Time for me to be real with you. For a while now, I  was only guessing at my weight and wasn't positive of where I stood. Well, everyone had to weigh-in before boot camp started, and I really didn't anticipate those results. I had gained back eight lbs of my weight loss. EIGHT. I weighed in at 216.4 lbs.

Surprisingly, I didn't get angry or upset. I just took it in. What can you do? Well, you can fight back. That's what you can do.
Boy do I fight.

As of now, I am back down to 211.2 CRAZY. Some of the loss is water weight, but I can feel the difference in my clothes.  That's where it counts. You shouldn't be obsessed with weighing yourself and critiquing every pound you put on or off.  Naturally (and not so naturally), your weight is going to fluctuate, so if you weigh two lbs more than yesterday, WHATEV. You have to learn to brush it off.

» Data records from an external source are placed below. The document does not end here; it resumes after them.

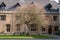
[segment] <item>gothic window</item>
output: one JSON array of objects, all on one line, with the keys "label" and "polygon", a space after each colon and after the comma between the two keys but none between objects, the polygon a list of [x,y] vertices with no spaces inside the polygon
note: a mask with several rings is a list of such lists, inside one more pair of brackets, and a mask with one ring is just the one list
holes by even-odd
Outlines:
[{"label": "gothic window", "polygon": [[5,7],[6,7],[5,3],[4,3],[4,2],[2,2],[2,3],[1,3],[1,5],[0,5],[0,9],[1,9],[1,10],[4,10],[4,9],[5,9]]},{"label": "gothic window", "polygon": [[0,20],[6,20],[6,15],[0,15]]},{"label": "gothic window", "polygon": [[57,16],[53,16],[53,20],[56,21],[57,20]]},{"label": "gothic window", "polygon": [[31,31],[36,31],[36,24],[31,24]]},{"label": "gothic window", "polygon": [[55,26],[55,31],[58,31],[59,26]]},{"label": "gothic window", "polygon": [[16,31],[20,31],[20,24],[17,24]]},{"label": "gothic window", "polygon": [[45,31],[45,28],[44,27],[42,27],[42,31]]},{"label": "gothic window", "polygon": [[7,29],[7,32],[10,32],[10,24],[6,24],[6,29]]}]

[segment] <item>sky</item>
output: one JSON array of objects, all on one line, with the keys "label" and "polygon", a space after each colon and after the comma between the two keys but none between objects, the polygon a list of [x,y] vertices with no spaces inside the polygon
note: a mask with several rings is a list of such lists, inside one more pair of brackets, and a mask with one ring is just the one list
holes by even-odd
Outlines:
[{"label": "sky", "polygon": [[55,0],[58,3],[58,0]]}]

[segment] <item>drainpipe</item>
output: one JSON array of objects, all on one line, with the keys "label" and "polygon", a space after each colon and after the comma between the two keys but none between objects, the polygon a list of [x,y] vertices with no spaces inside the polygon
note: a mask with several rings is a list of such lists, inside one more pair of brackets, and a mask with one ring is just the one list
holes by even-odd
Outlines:
[{"label": "drainpipe", "polygon": [[60,30],[60,0],[59,0],[59,3],[58,3],[58,8],[59,8],[59,30]]}]

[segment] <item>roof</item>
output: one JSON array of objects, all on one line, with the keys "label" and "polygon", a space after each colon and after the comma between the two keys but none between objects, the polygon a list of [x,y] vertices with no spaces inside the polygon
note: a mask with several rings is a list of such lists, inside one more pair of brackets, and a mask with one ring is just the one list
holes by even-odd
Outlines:
[{"label": "roof", "polygon": [[17,3],[20,5],[30,5],[31,2],[37,3],[42,7],[45,7],[47,4],[51,3],[53,6],[52,9],[57,9],[58,4],[55,1],[49,1],[49,0],[0,0],[0,4],[4,2],[6,4],[6,9],[11,10],[12,8],[16,8]]}]

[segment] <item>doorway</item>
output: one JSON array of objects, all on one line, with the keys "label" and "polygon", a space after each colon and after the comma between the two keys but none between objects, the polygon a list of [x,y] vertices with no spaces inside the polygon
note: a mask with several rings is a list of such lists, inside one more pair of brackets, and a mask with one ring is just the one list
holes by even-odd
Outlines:
[{"label": "doorway", "polygon": [[52,34],[52,26],[49,26],[49,28],[48,28],[48,34]]}]

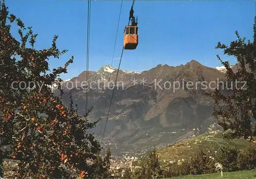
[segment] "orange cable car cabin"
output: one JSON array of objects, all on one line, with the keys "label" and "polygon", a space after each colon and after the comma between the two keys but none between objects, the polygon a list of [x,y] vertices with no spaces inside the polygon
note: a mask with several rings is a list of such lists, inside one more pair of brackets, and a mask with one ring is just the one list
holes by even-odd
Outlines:
[{"label": "orange cable car cabin", "polygon": [[135,50],[138,43],[138,27],[126,26],[124,29],[123,47],[125,50]]}]

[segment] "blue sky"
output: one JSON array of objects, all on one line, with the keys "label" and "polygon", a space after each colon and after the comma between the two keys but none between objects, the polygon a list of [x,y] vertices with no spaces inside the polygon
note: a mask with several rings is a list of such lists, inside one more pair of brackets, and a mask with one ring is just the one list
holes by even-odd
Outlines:
[{"label": "blue sky", "polygon": [[[132,1],[124,0],[113,65],[117,68]],[[111,63],[121,1],[92,1],[89,70]],[[88,2],[84,1],[6,0],[10,13],[20,17],[38,33],[36,47],[50,47],[54,35],[59,49],[69,52],[52,59],[51,68],[62,65],[72,56],[63,79],[86,70]],[[139,45],[124,52],[121,69],[141,72],[158,64],[176,66],[194,59],[210,67],[223,59],[236,61],[215,49],[217,42],[228,44],[236,40],[234,31],[252,38],[255,2],[251,1],[138,1]],[[16,29],[13,28],[14,33]],[[17,34],[16,34],[17,35]],[[17,35],[17,37],[18,36]]]}]

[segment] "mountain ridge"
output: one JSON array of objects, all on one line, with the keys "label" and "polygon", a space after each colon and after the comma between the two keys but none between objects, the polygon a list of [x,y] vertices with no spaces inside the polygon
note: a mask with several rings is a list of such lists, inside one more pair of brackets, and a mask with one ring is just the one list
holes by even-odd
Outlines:
[{"label": "mountain ridge", "polygon": [[[114,81],[115,70],[103,65],[96,72],[89,72],[88,81]],[[86,81],[86,73],[83,72],[70,81]],[[117,81],[125,87],[115,90],[103,143],[115,143],[111,147],[116,149],[116,153],[132,149],[146,151],[152,146],[160,147],[186,139],[195,128],[198,127],[202,132],[207,131],[215,122],[211,117],[212,101],[205,95],[210,90],[202,89],[200,83],[224,77],[224,73],[195,60],[176,66],[159,64],[140,73],[120,70]],[[133,83],[134,79],[137,83]],[[186,84],[189,82],[199,82],[198,88],[188,88]],[[177,86],[179,83],[182,85],[179,88]],[[90,119],[103,120],[92,131],[99,137],[102,134],[100,126],[105,125],[112,89],[88,91],[88,106],[94,107]],[[68,93],[64,95],[64,102],[68,104],[71,92],[79,114],[85,113],[86,91],[73,88],[65,91]]]}]

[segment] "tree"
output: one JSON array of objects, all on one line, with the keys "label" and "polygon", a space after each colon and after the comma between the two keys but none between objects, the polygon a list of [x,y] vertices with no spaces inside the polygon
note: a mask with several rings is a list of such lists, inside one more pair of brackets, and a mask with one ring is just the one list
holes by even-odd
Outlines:
[{"label": "tree", "polygon": [[[86,131],[99,120],[89,122],[92,108],[78,115],[72,95],[70,106],[64,106],[61,97],[55,96],[49,86],[62,81],[59,75],[67,73],[73,57],[63,68],[50,71],[49,59],[59,58],[67,52],[57,48],[58,36],[49,49],[36,50],[37,34],[31,27],[25,28],[19,18],[9,15],[4,3],[0,15],[0,147],[11,148],[0,151],[0,160],[20,161],[18,178],[73,177],[67,168],[76,169],[73,177],[90,176],[94,165],[88,163],[93,163],[101,148],[94,136]],[[19,27],[20,41],[10,33],[14,22]]]},{"label": "tree", "polygon": [[246,38],[240,37],[237,31],[237,39],[229,47],[218,43],[217,49],[223,49],[224,55],[236,58],[238,63],[231,68],[229,61],[222,61],[217,55],[227,69],[226,87],[229,89],[217,89],[208,95],[215,101],[213,116],[225,131],[224,138],[244,137],[256,143],[256,16],[253,32],[252,42],[246,43]]}]

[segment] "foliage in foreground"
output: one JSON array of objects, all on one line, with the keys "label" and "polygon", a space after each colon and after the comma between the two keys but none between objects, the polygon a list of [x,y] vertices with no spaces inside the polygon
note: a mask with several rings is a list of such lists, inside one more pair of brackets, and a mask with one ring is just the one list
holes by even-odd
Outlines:
[{"label": "foliage in foreground", "polygon": [[[9,15],[4,3],[0,15],[0,147],[11,148],[0,151],[0,163],[5,158],[20,161],[18,178],[108,177],[110,153],[104,162],[99,161],[100,145],[86,132],[98,122],[89,122],[91,109],[79,116],[72,96],[70,106],[65,106],[49,87],[56,80],[61,81],[59,75],[67,73],[73,57],[63,68],[50,71],[49,59],[59,58],[67,52],[57,48],[58,37],[49,49],[36,50],[37,34],[32,28]],[[10,33],[14,22],[19,27],[20,41]],[[73,175],[67,168],[76,169]]]},{"label": "foliage in foreground", "polygon": [[140,168],[125,168],[123,178],[156,178],[212,173],[218,171],[216,164],[220,164],[223,172],[255,170],[256,146],[251,145],[243,152],[236,148],[223,148],[221,152],[211,155],[201,148],[189,159],[162,167],[160,167],[158,157],[153,151],[142,160]]},{"label": "foliage in foreground", "polygon": [[[227,69],[226,77],[229,83],[224,90],[217,89],[209,95],[215,100],[213,116],[226,131],[224,138],[243,137],[256,144],[256,16],[253,42],[248,40],[246,43],[245,38],[242,38],[237,31],[236,34],[237,40],[229,47],[220,42],[216,48],[223,49],[225,55],[237,59],[234,66],[237,70],[232,70],[228,61],[223,61],[217,56]],[[244,82],[246,82],[245,85]]]}]

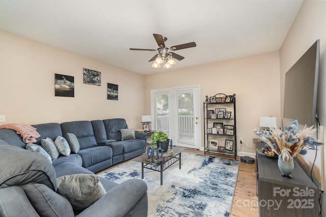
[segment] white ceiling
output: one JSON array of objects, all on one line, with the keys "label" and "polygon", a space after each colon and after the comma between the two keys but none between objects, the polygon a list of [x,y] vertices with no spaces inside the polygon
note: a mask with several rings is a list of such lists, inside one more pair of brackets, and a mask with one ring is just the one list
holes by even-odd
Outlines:
[{"label": "white ceiling", "polygon": [[[149,74],[278,50],[303,1],[0,0],[0,29]],[[129,48],[157,49],[153,33],[197,46],[153,69],[156,52]]]}]

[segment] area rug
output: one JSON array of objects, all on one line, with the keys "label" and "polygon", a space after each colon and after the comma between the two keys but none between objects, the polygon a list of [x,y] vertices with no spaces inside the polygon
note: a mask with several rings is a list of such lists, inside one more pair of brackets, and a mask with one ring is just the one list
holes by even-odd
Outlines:
[{"label": "area rug", "polygon": [[[179,162],[160,173],[144,169],[149,216],[229,216],[239,162],[182,153]],[[130,161],[99,176],[118,183],[142,178],[141,163]]]}]

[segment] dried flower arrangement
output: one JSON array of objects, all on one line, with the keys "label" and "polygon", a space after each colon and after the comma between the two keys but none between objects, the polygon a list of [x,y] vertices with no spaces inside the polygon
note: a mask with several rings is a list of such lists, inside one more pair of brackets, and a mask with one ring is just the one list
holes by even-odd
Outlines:
[{"label": "dried flower arrangement", "polygon": [[312,137],[316,130],[313,126],[305,126],[303,130],[297,132],[298,122],[294,120],[290,127],[285,127],[285,131],[278,128],[269,128],[269,131],[262,131],[259,128],[255,129],[254,133],[258,139],[265,142],[279,156],[286,162],[298,153],[306,154],[308,149],[316,149],[316,146],[323,143]]}]

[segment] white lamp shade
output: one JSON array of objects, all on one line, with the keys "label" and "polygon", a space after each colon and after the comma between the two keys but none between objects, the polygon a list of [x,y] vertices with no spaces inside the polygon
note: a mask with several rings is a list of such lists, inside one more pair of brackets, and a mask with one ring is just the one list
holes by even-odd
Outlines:
[{"label": "white lamp shade", "polygon": [[142,115],[142,122],[151,122],[152,118],[150,115]]},{"label": "white lamp shade", "polygon": [[259,127],[270,128],[282,128],[282,119],[280,117],[260,117]]}]

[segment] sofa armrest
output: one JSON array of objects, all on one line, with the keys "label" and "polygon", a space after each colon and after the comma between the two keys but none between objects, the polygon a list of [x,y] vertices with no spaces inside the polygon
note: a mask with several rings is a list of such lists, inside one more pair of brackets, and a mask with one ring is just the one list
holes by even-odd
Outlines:
[{"label": "sofa armrest", "polygon": [[147,140],[147,134],[143,132],[135,132],[134,136],[136,139],[143,139],[145,141]]},{"label": "sofa armrest", "polygon": [[[141,206],[136,207],[138,216],[147,216],[147,185],[144,181],[129,179],[113,188],[77,216],[124,216],[132,213],[130,210],[136,205]],[[140,201],[142,202],[141,204],[138,204]],[[140,213],[140,210],[143,212]]]},{"label": "sofa armrest", "polygon": [[98,144],[99,145],[107,145],[112,142],[116,142],[115,139],[107,139],[106,140],[101,141]]}]

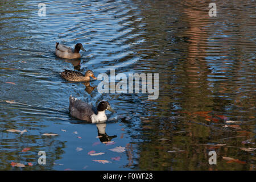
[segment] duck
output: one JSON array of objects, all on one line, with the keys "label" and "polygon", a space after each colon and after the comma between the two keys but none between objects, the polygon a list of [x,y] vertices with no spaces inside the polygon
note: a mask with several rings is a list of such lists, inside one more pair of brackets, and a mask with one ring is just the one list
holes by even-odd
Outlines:
[{"label": "duck", "polygon": [[98,104],[97,107],[97,114],[96,114],[90,105],[78,100],[72,95],[69,96],[68,109],[72,117],[93,123],[99,123],[108,119],[107,116],[105,114],[106,110],[115,113],[115,111],[111,107],[109,102],[104,100]]},{"label": "duck", "polygon": [[109,136],[105,132],[106,123],[97,123],[97,129],[98,129],[98,136],[100,140],[102,142],[111,142],[111,140],[117,137],[117,135]]},{"label": "duck", "polygon": [[55,44],[55,53],[60,58],[68,59],[80,58],[81,55],[79,53],[80,49],[85,51],[81,43],[76,44],[73,50],[71,47],[61,44],[59,42],[56,42]]},{"label": "duck", "polygon": [[62,78],[70,81],[88,81],[90,80],[90,76],[97,80],[93,72],[90,69],[86,71],[84,76],[80,72],[67,69],[65,69],[60,74]]}]

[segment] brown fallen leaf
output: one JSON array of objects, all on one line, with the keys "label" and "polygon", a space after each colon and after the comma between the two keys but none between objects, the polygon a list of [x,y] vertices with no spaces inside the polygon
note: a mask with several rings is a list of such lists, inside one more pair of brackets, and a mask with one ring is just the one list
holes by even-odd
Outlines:
[{"label": "brown fallen leaf", "polygon": [[222,156],[222,159],[225,159],[225,160],[234,160],[234,158],[230,158],[230,157],[223,157]]},{"label": "brown fallen leaf", "polygon": [[10,82],[10,81],[6,81],[5,82],[6,84],[13,84],[13,85],[16,85],[15,83],[14,83],[13,82]]},{"label": "brown fallen leaf", "polygon": [[237,163],[239,164],[246,164],[246,162],[244,161],[241,161],[239,159],[234,159],[234,160],[230,160],[226,162],[227,163]]},{"label": "brown fallen leaf", "polygon": [[94,155],[102,155],[104,154],[104,152],[99,152],[99,153],[93,153],[90,154],[90,155],[94,156]]},{"label": "brown fallen leaf", "polygon": [[251,150],[251,148],[245,148],[245,147],[241,147],[240,148],[241,150],[243,150],[246,152],[253,152],[254,151],[253,150]]},{"label": "brown fallen leaf", "polygon": [[27,132],[27,130],[23,130],[22,131],[20,131],[19,130],[10,129],[10,130],[7,130],[6,131],[9,131],[9,132],[19,132],[19,133],[20,133],[20,134],[23,134],[23,133],[24,133],[24,132]]},{"label": "brown fallen leaf", "polygon": [[237,163],[240,163],[240,164],[246,164],[246,163],[244,161],[241,161],[239,159],[235,159],[233,158],[222,156],[222,159],[225,159],[225,160],[227,160],[228,161],[227,161],[226,163],[228,163],[228,164],[234,163],[234,162]]},{"label": "brown fallen leaf", "polygon": [[117,157],[114,157],[114,158],[112,158],[111,159],[114,160],[120,160],[121,157],[119,157],[119,156]]},{"label": "brown fallen leaf", "polygon": [[226,121],[225,122],[227,123],[242,123],[241,121]]},{"label": "brown fallen leaf", "polygon": [[24,164],[17,163],[14,162],[12,162],[11,163],[11,166],[13,167],[24,167],[25,165]]},{"label": "brown fallen leaf", "polygon": [[108,160],[93,160],[93,161],[95,161],[99,163],[102,163],[102,164],[111,163],[111,162],[108,161]]},{"label": "brown fallen leaf", "polygon": [[28,163],[27,164],[28,164],[29,166],[33,166],[33,164],[31,163]]},{"label": "brown fallen leaf", "polygon": [[80,152],[80,151],[82,151],[82,150],[84,150],[84,148],[81,148],[81,147],[76,147],[76,150],[77,152]]},{"label": "brown fallen leaf", "polygon": [[44,133],[43,135],[45,136],[56,136],[58,135],[58,134],[55,134],[55,133]]},{"label": "brown fallen leaf", "polygon": [[31,148],[24,148],[23,149],[22,149],[22,152],[27,152],[30,149],[31,149]]},{"label": "brown fallen leaf", "polygon": [[242,130],[242,129],[241,128],[241,127],[239,125],[224,125],[223,126],[223,127],[232,127],[234,129],[239,129],[239,130]]},{"label": "brown fallen leaf", "polygon": [[113,152],[121,153],[121,152],[125,152],[125,147],[119,146],[119,147],[115,147],[115,148],[113,148],[112,149],[109,149],[109,150],[111,150],[112,151],[113,151]]},{"label": "brown fallen leaf", "polygon": [[6,103],[9,103],[9,104],[15,104],[16,103],[15,101],[5,101],[5,102]]}]

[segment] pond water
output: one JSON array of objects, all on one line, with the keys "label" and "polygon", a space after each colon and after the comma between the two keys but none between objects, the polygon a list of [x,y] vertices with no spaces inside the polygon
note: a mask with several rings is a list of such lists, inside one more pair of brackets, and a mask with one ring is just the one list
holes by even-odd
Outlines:
[{"label": "pond water", "polygon": [[[254,1],[215,1],[216,17],[208,1],[46,0],[39,16],[41,2],[0,1],[0,169],[255,169]],[[56,42],[86,51],[58,58]],[[159,73],[158,98],[101,94],[100,80],[59,75],[111,68]],[[106,123],[81,122],[68,114],[71,94],[106,100],[117,113]],[[109,150],[117,147],[125,151]]]}]

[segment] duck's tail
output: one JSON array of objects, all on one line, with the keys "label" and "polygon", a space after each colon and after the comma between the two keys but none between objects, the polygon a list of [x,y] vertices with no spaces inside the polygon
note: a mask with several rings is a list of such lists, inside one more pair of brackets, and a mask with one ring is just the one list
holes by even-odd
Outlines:
[{"label": "duck's tail", "polygon": [[55,44],[55,49],[57,48],[57,47],[58,47],[59,44],[59,42],[56,42],[56,44]]}]

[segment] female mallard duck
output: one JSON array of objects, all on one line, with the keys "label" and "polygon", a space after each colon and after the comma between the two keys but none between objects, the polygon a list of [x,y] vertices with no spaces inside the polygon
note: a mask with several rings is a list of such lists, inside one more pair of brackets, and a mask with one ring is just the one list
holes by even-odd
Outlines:
[{"label": "female mallard duck", "polygon": [[108,118],[105,114],[106,110],[113,113],[115,112],[111,108],[108,102],[102,101],[98,105],[97,114],[96,114],[89,104],[79,100],[72,96],[69,97],[69,107],[68,109],[71,116],[92,123],[97,123],[107,120]]},{"label": "female mallard duck", "polygon": [[97,80],[97,78],[93,74],[93,72],[90,69],[86,71],[84,76],[80,72],[67,69],[60,73],[60,75],[63,78],[71,81],[89,81],[90,76],[93,79]]},{"label": "female mallard duck", "polygon": [[74,50],[66,46],[60,44],[59,42],[56,42],[55,44],[55,53],[56,55],[64,59],[77,59],[81,57],[79,53],[80,49],[85,51],[81,43],[77,43],[75,46]]}]

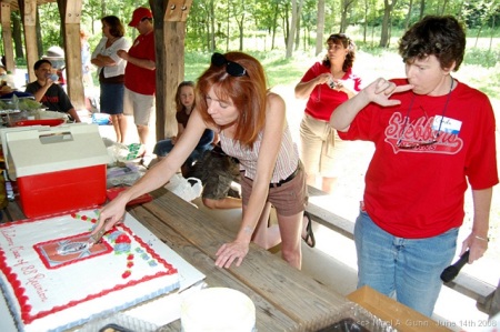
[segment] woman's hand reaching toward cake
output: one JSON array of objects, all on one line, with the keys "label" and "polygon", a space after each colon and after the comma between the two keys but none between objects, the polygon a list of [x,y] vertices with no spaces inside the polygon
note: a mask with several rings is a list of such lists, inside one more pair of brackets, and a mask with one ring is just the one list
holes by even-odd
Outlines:
[{"label": "woman's hand reaching toward cake", "polygon": [[129,201],[127,191],[121,192],[114,200],[103,207],[99,213],[99,221],[92,230],[91,235],[104,228],[106,232],[113,228],[114,224],[123,221],[126,205]]}]

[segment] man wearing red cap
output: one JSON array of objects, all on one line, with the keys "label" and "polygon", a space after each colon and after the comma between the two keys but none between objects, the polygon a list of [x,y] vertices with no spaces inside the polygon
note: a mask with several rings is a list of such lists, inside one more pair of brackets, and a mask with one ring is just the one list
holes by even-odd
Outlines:
[{"label": "man wearing red cap", "polygon": [[139,36],[128,52],[126,50],[117,52],[127,61],[123,113],[133,114],[140,143],[148,150],[149,125],[154,112],[157,68],[151,10],[143,7],[136,9],[129,27],[136,28]]}]

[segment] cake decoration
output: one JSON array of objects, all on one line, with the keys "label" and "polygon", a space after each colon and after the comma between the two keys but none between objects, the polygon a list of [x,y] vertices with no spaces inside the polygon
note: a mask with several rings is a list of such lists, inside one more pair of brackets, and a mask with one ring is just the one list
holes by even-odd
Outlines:
[{"label": "cake decoration", "polygon": [[64,331],[179,289],[126,223],[91,248],[99,211],[0,225],[0,288],[20,331]]}]

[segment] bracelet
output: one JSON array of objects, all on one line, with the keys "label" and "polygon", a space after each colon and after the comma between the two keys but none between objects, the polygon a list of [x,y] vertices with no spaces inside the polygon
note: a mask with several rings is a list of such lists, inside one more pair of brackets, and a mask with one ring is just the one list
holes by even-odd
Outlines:
[{"label": "bracelet", "polygon": [[474,238],[476,239],[478,239],[478,240],[482,240],[482,241],[486,241],[486,242],[490,242],[490,238],[481,238],[481,237],[479,237],[479,235],[474,235]]}]

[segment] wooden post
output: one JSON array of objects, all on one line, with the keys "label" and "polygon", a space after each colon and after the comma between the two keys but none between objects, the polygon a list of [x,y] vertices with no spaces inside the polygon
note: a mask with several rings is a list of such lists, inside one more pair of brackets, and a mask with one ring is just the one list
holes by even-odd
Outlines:
[{"label": "wooden post", "polygon": [[192,0],[150,0],[157,48],[157,141],[177,134],[176,91],[184,78],[186,20]]},{"label": "wooden post", "polygon": [[81,0],[64,0],[61,12],[64,13],[61,21],[64,23],[68,95],[78,111],[86,108],[80,43]]},{"label": "wooden post", "polygon": [[12,29],[10,27],[10,3],[2,2],[0,19],[2,23],[2,40],[6,56],[7,70],[16,72],[16,62],[13,59]]},{"label": "wooden post", "polygon": [[19,0],[22,26],[24,27],[26,58],[29,80],[34,81],[34,62],[39,59],[37,48],[37,0]]}]

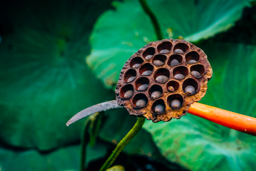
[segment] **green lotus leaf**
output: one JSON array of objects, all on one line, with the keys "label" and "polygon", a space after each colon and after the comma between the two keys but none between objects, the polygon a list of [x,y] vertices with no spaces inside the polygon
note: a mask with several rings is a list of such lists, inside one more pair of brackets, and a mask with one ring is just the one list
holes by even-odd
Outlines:
[{"label": "green lotus leaf", "polygon": [[[206,44],[213,70],[200,103],[256,117],[256,47]],[[187,114],[144,125],[162,154],[192,170],[253,170],[256,137]]]},{"label": "green lotus leaf", "polygon": [[92,26],[109,6],[103,1],[23,1],[1,11],[13,25],[0,44],[3,141],[48,150],[78,141],[84,121],[68,127],[68,119],[114,98],[84,62]]},{"label": "green lotus leaf", "polygon": [[[164,38],[181,36],[197,42],[226,30],[241,17],[249,0],[147,0],[158,19]],[[92,53],[86,62],[105,85],[119,78],[125,62],[139,48],[157,40],[150,19],[137,0],[115,2],[104,13],[91,36]]]}]

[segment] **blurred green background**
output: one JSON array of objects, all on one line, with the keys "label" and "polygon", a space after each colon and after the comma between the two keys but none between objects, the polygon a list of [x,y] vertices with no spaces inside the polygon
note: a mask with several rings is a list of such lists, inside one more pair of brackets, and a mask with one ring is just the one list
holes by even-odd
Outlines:
[{"label": "blurred green background", "polygon": [[[213,68],[200,103],[256,117],[256,2],[147,0],[164,37],[202,48]],[[126,60],[158,40],[137,0],[5,1],[0,5],[0,170],[78,170],[80,110],[115,99]],[[136,118],[106,111],[88,170]],[[256,137],[188,114],[146,121],[114,164],[126,170],[255,170]]]}]

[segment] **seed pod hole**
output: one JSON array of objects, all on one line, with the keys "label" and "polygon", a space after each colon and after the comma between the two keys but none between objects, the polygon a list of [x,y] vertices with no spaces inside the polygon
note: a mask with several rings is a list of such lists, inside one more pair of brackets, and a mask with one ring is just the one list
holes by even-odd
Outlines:
[{"label": "seed pod hole", "polygon": [[[193,87],[194,88],[194,91],[193,91],[192,87],[189,86]],[[188,95],[195,94],[198,91],[198,84],[194,79],[188,78],[184,81],[182,84],[182,89],[183,91]]]},{"label": "seed pod hole", "polygon": [[159,83],[165,83],[170,78],[170,72],[166,68],[160,68],[157,70],[153,76],[155,81]]},{"label": "seed pod hole", "polygon": [[178,66],[173,70],[173,77],[178,80],[182,80],[188,74],[188,69],[185,66]]},{"label": "seed pod hole", "polygon": [[157,99],[162,95],[162,88],[159,85],[152,86],[149,89],[149,95],[152,99]]},{"label": "seed pod hole", "polygon": [[202,65],[194,65],[190,67],[190,74],[195,78],[200,78],[205,72],[204,67]]},{"label": "seed pod hole", "polygon": [[123,76],[123,81],[125,83],[131,82],[133,81],[137,76],[137,72],[135,70],[130,69],[127,71]]},{"label": "seed pod hole", "polygon": [[153,59],[153,63],[156,66],[159,66],[164,64],[165,61],[166,60],[166,56],[163,54],[157,54],[154,56]]},{"label": "seed pod hole", "polygon": [[143,64],[139,68],[139,74],[142,76],[149,76],[153,72],[154,67],[150,63]]},{"label": "seed pod hole", "polygon": [[143,58],[147,60],[149,60],[150,59],[153,57],[153,55],[155,54],[156,50],[155,50],[154,48],[151,47],[147,48],[142,54]]},{"label": "seed pod hole", "polygon": [[172,44],[170,42],[165,41],[159,44],[157,46],[157,51],[160,53],[168,54],[172,48]]},{"label": "seed pod hole", "polygon": [[169,57],[167,64],[173,66],[180,64],[182,62],[182,56],[179,54],[173,54]]},{"label": "seed pod hole", "polygon": [[180,109],[183,103],[183,97],[180,94],[172,94],[167,97],[167,103],[172,109]]},{"label": "seed pod hole", "polygon": [[180,84],[178,84],[178,82],[174,80],[168,82],[166,84],[166,89],[168,91],[172,93],[176,91],[178,89],[179,87]]},{"label": "seed pod hole", "polygon": [[185,53],[188,51],[189,47],[184,43],[177,43],[173,49],[173,52],[177,54]]},{"label": "seed pod hole", "polygon": [[132,101],[135,107],[141,108],[147,105],[149,99],[145,94],[138,93],[134,96]]},{"label": "seed pod hole", "polygon": [[185,58],[186,58],[186,62],[189,64],[198,62],[200,58],[198,53],[196,52],[196,51],[192,51],[186,54],[185,56]]},{"label": "seed pod hole", "polygon": [[131,84],[127,84],[120,89],[120,97],[123,99],[130,98],[133,94],[133,87]]},{"label": "seed pod hole", "polygon": [[141,57],[137,56],[131,60],[129,65],[131,68],[139,68],[143,62],[144,60]]},{"label": "seed pod hole", "polygon": [[144,91],[149,87],[149,78],[145,77],[139,78],[135,81],[135,89],[139,91]]},{"label": "seed pod hole", "polygon": [[154,114],[160,114],[165,111],[166,107],[164,101],[162,99],[159,99],[155,101],[151,107],[151,112]]}]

I feel great. I have so much energy I can hardly sleep. This is the best I have ever felt. This is what counts. I am buying exercise clothes size L instead of 2XL. I am running. I am  boxing. I am healthy.

I read a friend's facebook status "Whenever people compliment me on my weight loss I feel worse when I gain a lb." She had a 50lb weight loss and looked amazing, but felt bad about her 1lb gain. You have to get into the best mindset for this, the right motivations and most of all, be realistic. This is a journey and a lifestyle, so before, and after you reach your goal weight, there is still a life to be lived.

Do not OBSESS. 

Weight gain is possible even in the healthiest of lifestyles. If you're stressed, have a lack of sleep, are taking certain medications, are going through menopause and have certain medical conditions, you can gain weight.

We aren't perfect, so quit expecting yourself to be.

So, let's get back to running. I plan on running the Susan G. Komen Race for the Cure 5k in September. If you haven't run in a while, start off slow. The worst thing you can do is jump into this. You'll hate it and/or injure yourself and never want to run again. Try taking a brisk 5-minute warm-up walk. Then, alternate 60 seconds of jogging and 90 seconds of walking for a total of 20 minutes. Do these three times this week!